Nancy Kreinberg was a pioneering science educator at Lawrence Hall of Science from 1973 to 19 . She graduated to the University of Wisconsin in 1959, where she majored in English. She moved with her two young sons to Berkeley, arriving in 1969 just as the Civil Rights Movement was ending, the Viet Nam War beginning, and the women’s liberation movement on the rise.
Motivated by her deep belief that the voice of the underserved and the underdog needed to be heard, Nancy Kreinberg’s work and personal life reflected her dedication to the equality of women and girls, and, more broadly, to equality and equity for all. To all her undertakings, Nancy brought her gift as a collaborative change-maker, who could catalyze and motivate her colleagues and friends and give voice to their collective visions and accomplishments in her many books and articles.

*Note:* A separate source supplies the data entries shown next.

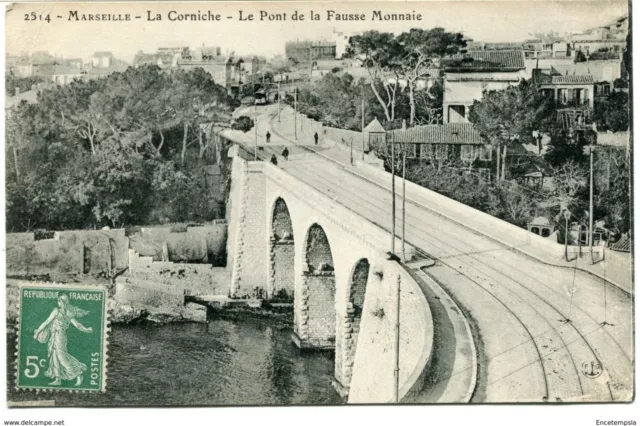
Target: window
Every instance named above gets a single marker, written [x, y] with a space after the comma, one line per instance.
[441, 152]
[485, 152]
[468, 152]
[425, 150]
[457, 114]
[412, 150]
[484, 174]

When she first arrived in Berkeley, Nancy worked as a freelance editor and writer, coauthored a book on the integration of children with disabilities into the regular classroom for Far West Laboratory for Educational Research and Development of San Francisco, and was instrumental in launching Editcetera, a Berkeley organization of freelance writers, editors and other publishing specialists. To this day, Editcetera handles referrals for its member freelancers and conducts workshops for aspiring writers and editors. In her spare time, she helped organize and facilitate “consciousness raising” -- the gathering of women in small, ongoing groups to share, question, and address their experiences as the subordinate “second sex” that took hold throughout the country in the late ‘60s and early ‘70s.

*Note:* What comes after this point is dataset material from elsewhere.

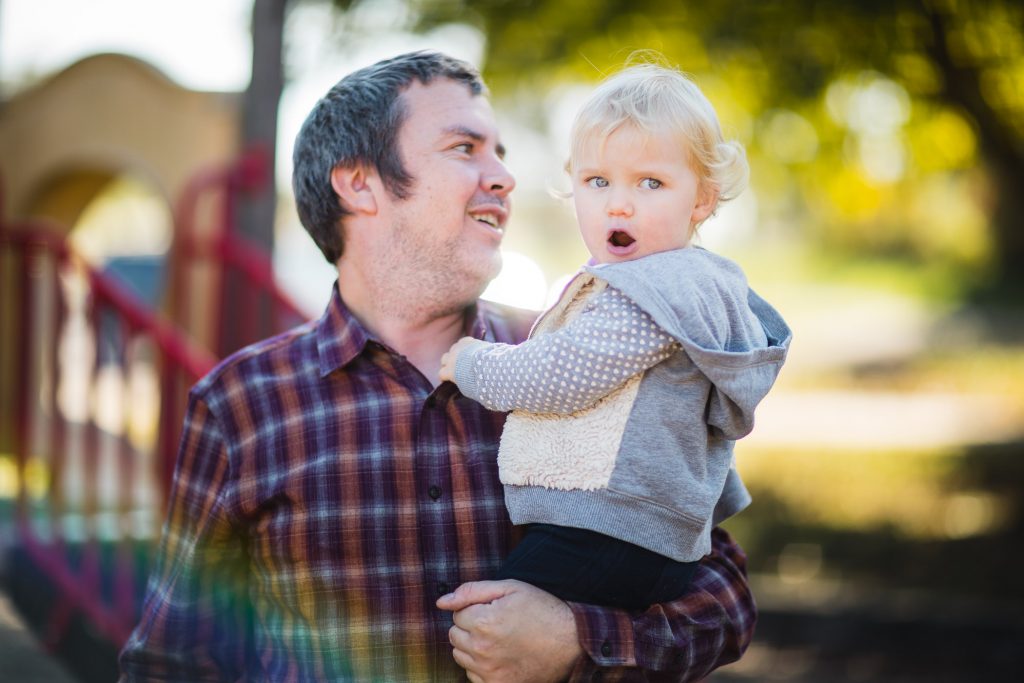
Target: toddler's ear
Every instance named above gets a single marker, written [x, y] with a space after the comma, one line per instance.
[707, 201]
[355, 188]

In 1973, Nancy landed the job she would hold until her retirement in 1995, director of special educational programs at the five-year old Lawrence Hall of Science. LHS, a public science center perched high on the hill above the Berkeley campus, features hands-on exhibits and multiple programs for teaching and learning science and mathematics. Her first major project was the establishment of a Math for Girls Class at the Hall. Building on that project, she created and led the EQUALS program, under the umbrella of which the LHS sponsored math workshops for girls and women as well as teaching technique classes for math and science teachers. Later she initiated Family Math, which developed strategies for family members to use in helping their children learn and love math. Over the years, the reach of Equals and Family Math, initially concerned with gender equity, was expanded to address race and class biases that hinder children’s math learning as well. As Kreinberg explained in a 1998 pamphlet coauthored with Patricia Campbell, “Questioning our own assumptions, and the solutions based on those assumptions, have moved us away from the idea of educational equity as a separate concept to the idea that high quality education must include all.”

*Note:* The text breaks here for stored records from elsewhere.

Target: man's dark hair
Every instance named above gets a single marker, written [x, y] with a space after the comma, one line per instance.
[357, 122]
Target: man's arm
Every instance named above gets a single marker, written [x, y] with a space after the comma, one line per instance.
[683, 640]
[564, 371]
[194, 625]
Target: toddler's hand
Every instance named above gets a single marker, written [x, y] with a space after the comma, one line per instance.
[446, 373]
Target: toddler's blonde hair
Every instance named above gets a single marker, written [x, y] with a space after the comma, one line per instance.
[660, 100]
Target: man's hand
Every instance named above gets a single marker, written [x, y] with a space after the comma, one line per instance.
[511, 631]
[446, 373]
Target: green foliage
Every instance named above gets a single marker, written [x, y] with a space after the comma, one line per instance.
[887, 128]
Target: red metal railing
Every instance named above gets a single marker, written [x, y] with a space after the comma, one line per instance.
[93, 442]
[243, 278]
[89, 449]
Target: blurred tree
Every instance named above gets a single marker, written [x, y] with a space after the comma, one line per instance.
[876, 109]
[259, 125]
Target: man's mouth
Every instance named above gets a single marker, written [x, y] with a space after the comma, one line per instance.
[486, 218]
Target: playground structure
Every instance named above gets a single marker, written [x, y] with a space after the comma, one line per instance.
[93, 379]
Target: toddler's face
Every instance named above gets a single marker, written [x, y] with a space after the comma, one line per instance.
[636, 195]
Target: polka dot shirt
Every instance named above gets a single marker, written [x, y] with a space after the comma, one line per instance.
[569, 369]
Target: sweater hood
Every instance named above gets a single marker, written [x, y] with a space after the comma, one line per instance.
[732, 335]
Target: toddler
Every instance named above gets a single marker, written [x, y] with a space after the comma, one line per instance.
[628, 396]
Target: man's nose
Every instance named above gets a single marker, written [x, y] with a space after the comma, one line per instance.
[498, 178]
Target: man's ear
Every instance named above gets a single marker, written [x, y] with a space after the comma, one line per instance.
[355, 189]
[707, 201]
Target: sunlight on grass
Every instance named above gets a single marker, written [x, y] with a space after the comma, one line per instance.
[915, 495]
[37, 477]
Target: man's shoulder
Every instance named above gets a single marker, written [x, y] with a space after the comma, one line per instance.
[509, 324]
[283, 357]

In the words of her long-time colleagues Dr. Elizabeth Stage (Director of Lawrence Hall of Science 2003-2016) and Dr. Rita Levinson, “Nancy Kreinberg catalyzed the now-widespread public recognition that mathematics and science education are essential for all students’ opportunities and the now-conventional wisdom that teaching students in a cooperative, problem-solving environment (the design premise of Math for Girls and every subsequent program) prepares them for lives as parents, citizens, employees and leaders.”
Nancy’s creativity reached beyond the programs she nurtured at the Lawrence Hall of Science. The summer after launching Math for Girls, she and Dr. Levinson sent out an invitation: “Please join us at the Lawrence Hall of Science for a gathering of people interested in increasing the participation of girls and women in math/science/technical fields.” By 1975, that initial effort had morphed into the Math/Science Network, and Nancy served with Professor Lenore Blum as co-director of the Network. By the early 1980s, the Network became an independent nonprofit organization, supported by educators, scientists, parents, government agencies and educational foundations. Headquartered at the Math/Science Resource Center at Mills College and sustained by a major grant from the Carnegie Corporation of New York, the program attained a national and international reach. Nancy helped plan the Network’s 30th anniversary celebration in November of 2004, at the Lawrence Hall of Science. By then, the Math/Science Network’s primary program, Expanding Your Horizons in Science and Mathematics (EYH), had produced hands-on workshops for well over half a million girls and young women at 100 sites around the country. In 2010, EYH received the National Science Board’s Public Service Award. Expanding Your Horizons conferencesare held annually on the Berkeley campus.